Hello, everyone, I have a question for you all, and this seems to be the best place to put it:
How difficult do you think it would be to make an RPG without any form of (directed) advancement?
What got me thinking about this was an idle thought, oh, 2 years ago? about a joke variant for the d20 system called d1, where everyone played 1st level characters and leveling was removed in the name of "simplification." I think I had it so you could still get minor boosts to skill points as you progress.
But anywho, that idea got tabled for being excessively silly; I mean, seriously silly.
But, I remembered a website recently; the author of squidi.net has a challenge where he will eventually write up 300 different mechanics, for video-games or for board games, and in a recent read-through, this idea
caught my eye.
Now, what I basically thought of, to bring it into the realm of P&P gaming, was:
1. There are 3 types of classes; temporary and its subtype forced, and permanent.

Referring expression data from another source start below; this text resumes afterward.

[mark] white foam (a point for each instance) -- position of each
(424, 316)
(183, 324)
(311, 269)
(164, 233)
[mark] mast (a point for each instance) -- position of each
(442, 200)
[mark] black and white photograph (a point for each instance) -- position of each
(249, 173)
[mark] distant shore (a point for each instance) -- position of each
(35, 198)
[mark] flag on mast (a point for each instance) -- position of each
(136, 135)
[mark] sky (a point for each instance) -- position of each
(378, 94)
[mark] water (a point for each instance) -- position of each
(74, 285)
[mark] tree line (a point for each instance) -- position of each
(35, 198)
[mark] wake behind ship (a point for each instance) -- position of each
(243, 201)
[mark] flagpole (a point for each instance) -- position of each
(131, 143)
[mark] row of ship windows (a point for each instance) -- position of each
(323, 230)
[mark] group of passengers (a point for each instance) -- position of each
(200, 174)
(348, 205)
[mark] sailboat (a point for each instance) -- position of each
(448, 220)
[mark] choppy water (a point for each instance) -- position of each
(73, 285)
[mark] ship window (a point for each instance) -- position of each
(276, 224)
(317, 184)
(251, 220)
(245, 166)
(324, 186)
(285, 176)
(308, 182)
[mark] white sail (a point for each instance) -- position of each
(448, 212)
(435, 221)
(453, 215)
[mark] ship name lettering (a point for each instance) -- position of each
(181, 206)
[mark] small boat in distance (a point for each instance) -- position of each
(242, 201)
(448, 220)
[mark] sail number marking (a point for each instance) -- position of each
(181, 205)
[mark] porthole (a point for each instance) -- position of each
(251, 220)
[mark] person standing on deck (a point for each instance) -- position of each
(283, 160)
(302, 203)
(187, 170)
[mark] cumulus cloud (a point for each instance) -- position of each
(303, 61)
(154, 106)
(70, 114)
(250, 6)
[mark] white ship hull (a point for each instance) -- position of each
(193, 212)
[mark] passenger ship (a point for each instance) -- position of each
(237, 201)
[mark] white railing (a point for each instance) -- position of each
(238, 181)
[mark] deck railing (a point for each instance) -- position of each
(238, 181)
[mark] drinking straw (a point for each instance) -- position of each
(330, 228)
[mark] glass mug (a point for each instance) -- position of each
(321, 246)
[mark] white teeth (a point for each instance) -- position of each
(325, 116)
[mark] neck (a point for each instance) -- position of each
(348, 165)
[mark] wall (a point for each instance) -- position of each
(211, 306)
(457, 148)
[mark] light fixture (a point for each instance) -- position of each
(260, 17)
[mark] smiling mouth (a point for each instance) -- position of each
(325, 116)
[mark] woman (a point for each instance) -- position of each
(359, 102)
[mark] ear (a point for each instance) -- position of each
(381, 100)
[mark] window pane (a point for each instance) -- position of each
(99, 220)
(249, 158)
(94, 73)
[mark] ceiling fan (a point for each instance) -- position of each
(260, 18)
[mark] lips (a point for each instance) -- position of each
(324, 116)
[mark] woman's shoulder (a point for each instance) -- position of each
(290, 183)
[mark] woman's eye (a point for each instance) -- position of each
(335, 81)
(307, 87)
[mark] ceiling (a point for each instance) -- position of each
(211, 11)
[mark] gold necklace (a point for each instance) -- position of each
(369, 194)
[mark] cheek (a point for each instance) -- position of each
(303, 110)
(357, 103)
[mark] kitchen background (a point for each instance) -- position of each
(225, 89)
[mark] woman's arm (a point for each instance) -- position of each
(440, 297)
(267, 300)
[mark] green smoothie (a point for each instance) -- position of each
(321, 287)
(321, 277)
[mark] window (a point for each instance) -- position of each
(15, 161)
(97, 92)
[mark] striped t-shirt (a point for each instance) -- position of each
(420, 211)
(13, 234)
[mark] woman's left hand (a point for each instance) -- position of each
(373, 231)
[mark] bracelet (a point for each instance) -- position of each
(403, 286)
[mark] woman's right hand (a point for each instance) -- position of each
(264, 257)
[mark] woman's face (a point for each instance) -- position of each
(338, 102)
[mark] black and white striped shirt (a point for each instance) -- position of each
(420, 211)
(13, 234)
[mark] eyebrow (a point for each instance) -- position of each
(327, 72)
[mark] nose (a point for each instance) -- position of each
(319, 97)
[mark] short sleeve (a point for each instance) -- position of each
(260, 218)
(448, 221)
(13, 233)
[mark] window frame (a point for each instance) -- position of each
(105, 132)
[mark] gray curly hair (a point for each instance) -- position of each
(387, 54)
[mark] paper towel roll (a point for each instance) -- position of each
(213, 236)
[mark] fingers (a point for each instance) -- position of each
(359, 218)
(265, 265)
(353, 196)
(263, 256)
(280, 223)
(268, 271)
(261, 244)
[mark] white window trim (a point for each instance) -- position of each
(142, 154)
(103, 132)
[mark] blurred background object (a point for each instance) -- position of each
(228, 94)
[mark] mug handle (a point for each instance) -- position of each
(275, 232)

2. Temporary classes are a one-time use; you use the portal-mage class to open a gate to another realm, or the technician class to operate a machine, then they are gone. They represent small bursts of ingenuity, and all that jazz; a forced class would be something like Mind-Controled or Poisoned.
3. Permanent classes are core features of a character; you can slap 'em on or take 'em off, but you don't lose them if you do so.

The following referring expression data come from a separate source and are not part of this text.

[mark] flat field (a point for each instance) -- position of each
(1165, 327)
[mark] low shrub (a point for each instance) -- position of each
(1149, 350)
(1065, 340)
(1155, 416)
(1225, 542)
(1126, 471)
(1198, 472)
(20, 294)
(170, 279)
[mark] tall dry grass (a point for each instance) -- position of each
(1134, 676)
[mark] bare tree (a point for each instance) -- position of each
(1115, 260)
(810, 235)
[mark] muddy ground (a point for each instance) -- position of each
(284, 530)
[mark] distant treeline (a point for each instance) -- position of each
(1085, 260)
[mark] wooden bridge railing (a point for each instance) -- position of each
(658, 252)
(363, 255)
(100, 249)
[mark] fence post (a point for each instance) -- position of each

4. Each player can only hold so many classes at once; I would think restricting it to maybe 2 permanent classes and 3 temporary classes at a time sounds like a worthy idea, though uncapping Forced classes sounds like it would be in order.
5. Each class is tiered, like in the linked example, though permanent classes would have a range (so the portal-mage class might be 3rd tier, while a basic Mage class might be 1-3 tiers.) This determines the order of stacking.
And finally, the whammy idea...
6. You don't get to pick what classes you have; temporary classes are given out as loot, bought in a shop, or can be freely added in given circumstances (you could grab a Medbay Operator class when you were in a medbay, for example), while Permanent classes must be bought (A big shiny suit of armor), or earned (slaying a dragon might give you the Dragonslayer class permanently).
7. Each class is a physical card; the entirety of the rules for that class should be able to fit on said card.
To give an example, let's write out a Mage card:
: Spellcaster: You can apply a Temporary class with the subtype [spell] as a Forced class to one target within X range.
OK, that sounds nice, but what about spells?
: Temporary [Spell]Ability
: You are attacked by someone with a skill roll of [X]; the damage is fire based. Remove this class after resolving the attack.
I'm thinking this would be layered over a really simplified combat/social system (maybe FATE based?), and each card carries its own rules, so...
It would be like playing M:tG, the RPG, which is not something I'm afraid to do.
An additional point to note; the above classes took me literally 10 seconds each to think up. And, stop to consider this for a moment...
Homebrew just got really easy.
Of course, Gentleman's Agreement to stop people from adding their own outside cards to their "loot hand" should be in effect.